Texans Week 3 Trade Result? Underused & Not Used
By once again bringing up the DeAndre Hopkins trade, are we irritatingly "beating a dead horse''? And by even using the phrase "dead horse,'' are we irritating the Houston Texans to suggest that at 0-3, they are essentially that?
Unfortunately, a pair of direct results of the offseason swap of Hopkins to the Arizona Cardinals pop to the forefront in the aftermath of Sunday's Week 3 28-21 loss to the Steelers in Pittsburgh.
Direct Result No. 1: The player acquired in the trade, running back David Johnson, was allowed just 13 carries ... and gained just 23 yards.
All those carries came on early downs, and his 1.8 yards-per-carry number set up Houston to literally face third-and-11 all day long - an aberration not seen around here in 17 seasons.
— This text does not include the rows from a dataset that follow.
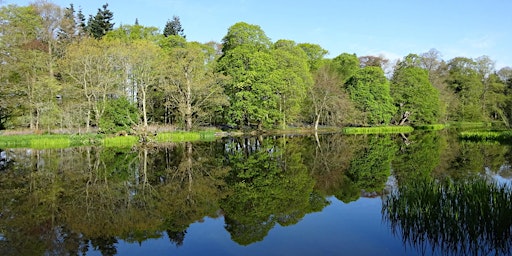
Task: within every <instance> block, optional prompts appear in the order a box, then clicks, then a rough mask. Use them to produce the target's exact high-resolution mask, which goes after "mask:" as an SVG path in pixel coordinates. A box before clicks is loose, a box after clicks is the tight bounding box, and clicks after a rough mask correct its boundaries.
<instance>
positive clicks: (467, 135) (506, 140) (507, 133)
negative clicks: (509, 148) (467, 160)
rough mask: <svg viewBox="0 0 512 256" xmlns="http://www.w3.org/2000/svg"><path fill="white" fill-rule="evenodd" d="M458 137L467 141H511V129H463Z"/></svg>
mask: <svg viewBox="0 0 512 256" xmlns="http://www.w3.org/2000/svg"><path fill="white" fill-rule="evenodd" d="M459 138H460V139H462V140H468V141H499V142H503V143H512V131H465V132H460V133H459Z"/></svg>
“We tried to work different schemes, and really nothing worked,” said coach Bill O’Brien, who gets points for honesty - points Houston fans would gladly trade for, you know, actual points. “We weren’t able to get to the edge, and we weren’t able to really get up inside too much. ...
"We have to figure out how to get our running game going.”
O'Brien should also be charged, though, with figuring out how to get the passing game going even more than it was Sunday (Deshaun Watson was 19-of-27 passes for 264 yards and two touchdowns to Randall Cobb and Will Fuller) ... by using David Johnson there, too.
Meanwhile, the other piece in the Hopkins trade, the second-round pick that became TCU defensive tackle Ross Blacklock, wasn't allowed to participate Sunday as punishment for him throwing a punch and earning an ejection in a Week 2 loss at Baltimore.
There is nothing wrong with O'Brien running a tight ship, and nothing wrong with the leadership exhibited by J.J. Watt in calling out Blacklock for his "selfish, stupid'' mistake. Indeed, maybe Blacklock will grow from the punishment and in his career, this loss will appear to be a blip on the radar.
But right now? Hopkins is thriving for 3-0 Arizona and the Texans just fell to 0-3 thanks to a game in which the Hopkins "gets'' were underused ... and not used at all.